Overview

'My work often stages a mutiny against its own material. Sometimes it does this by sulking: if a piece sulks, it has an uncomfortable power that affects anyone who orbits it.'

 

Daphne Wright (b. 1963, Co. Longford) makes multi-narrative sculptural installations using a variety of techniques and media, including fragile materials such as plaster, tinfoil, unfired clay, sound and video. She is curious about how a range of languages and materials can be used to probe often unspoken human preoccupations. Concerned with boundaries and the transitory areas of life, she explores the cusp of childhood and adulthood, as well as the spaces and borderlines between life and death. Animals and plants, with their shorter life cycles, often stand in for humans in her work.

 

Stallion (2009), one from a series of animals, is a sculpture cast in marble dust and resin that depicts a horse, partially flayed. Upturned and struggling, this animal yet retains its anatomical grandeur. Wright’s visual vocabulary is inspired by suburban life, literature, theatre and art history.
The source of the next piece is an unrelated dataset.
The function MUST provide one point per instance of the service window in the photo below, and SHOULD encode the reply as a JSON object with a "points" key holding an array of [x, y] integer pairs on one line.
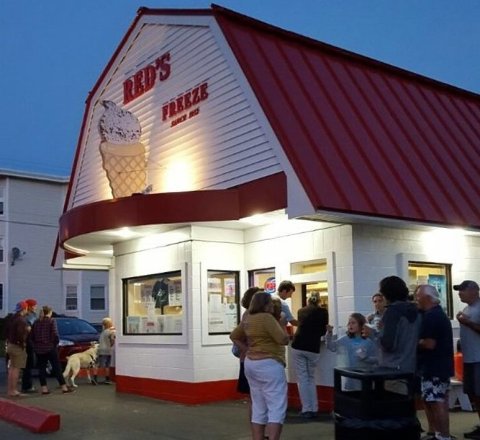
{"points": [[153, 304], [263, 278], [435, 274], [223, 301]]}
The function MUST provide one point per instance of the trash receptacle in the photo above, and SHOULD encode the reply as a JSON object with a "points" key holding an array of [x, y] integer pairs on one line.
{"points": [[372, 412]]}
Her work can develop from observing her own children or older people, exploring issues often ignored by contemporary artists, such as care, parenthood and ageing. Her most recent body of work is made in unfired clay, a material that attracts her because of its combination of anonymity and an intimacy of touch. By rendering a series of domestic objects in this material, including a fridge door and a buggy, Wright creates a dichotomy of familiarity and fragility, stripping them back to their essential forms. The warmth and subtle fragility of the objects bear witness to the important roles of repetition, ritual and care in daily life.